Building healthy soil using eco-logical approaches, we get off the treadmill of applying minerals, fertilisers, compost and other organic inputs (although they can help get us started). Instead, we design our gardens and farms so we can rely on the inputs from organic materials produced by our plants, livestock and other living organisms.
Most soils in our farms and gardens don’t show the customary signs of soil degradation – erosion and compaction. But we struggle to grow strong, pest and disease resistant plants and nutrient-dense food.
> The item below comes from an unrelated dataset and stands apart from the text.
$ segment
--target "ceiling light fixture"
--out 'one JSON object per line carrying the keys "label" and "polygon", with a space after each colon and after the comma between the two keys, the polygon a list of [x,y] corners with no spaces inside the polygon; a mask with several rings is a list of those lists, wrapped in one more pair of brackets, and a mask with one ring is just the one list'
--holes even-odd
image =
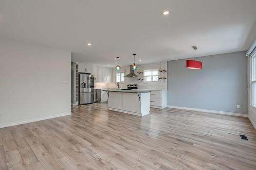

And have trouble growing anything when the weather turns bad!
These problems are symptoms of soil that is not in good working order.
To provide the ecological services crucial for growing vigorous plants and food providing lots of nutrients we need functioning soil ecosystems.  Healthy soil is essentially soil with a functioning ecosystem.
Our soil ecosystems have not been in good working order for so long that we’ve largely forgotten about the FREE ecological services they naturally provide. We cultivate the soil and apply compost and other organic inputs as substitutes for these ecological services. As the underlying problems have mounted up, our costs have increased, and we are more likely to get problems from pests, disease, flood, drought and other extreme weather.
How did we get into this Predicament…?
… By designing our gardens and farms to maximise plant growth for human and livestock consumption – our soil organisms have had a lousy catering service. The menu has been limited, portions small, and the service unreliable!
Our soil organisms haven’t been resourced to do the work for which they have had billions of years of on-the-job training!
Not much plant biomass growing here to feed the soil organisms
And how do we get out…?
The solution… is simple. It’s eco-logical! Giving our soil organisms a better diet.
Design your garden or farm to provide a generous, diverse and preferably consistent food supply to your soil organisms. Then you can rely on the inputs of organic materials produced by your plants, livestock and other living organisms. And get off the treadmill of substituting with never-ending, back-breaking and time-consuming applications of mulch, compost and other organic inputs.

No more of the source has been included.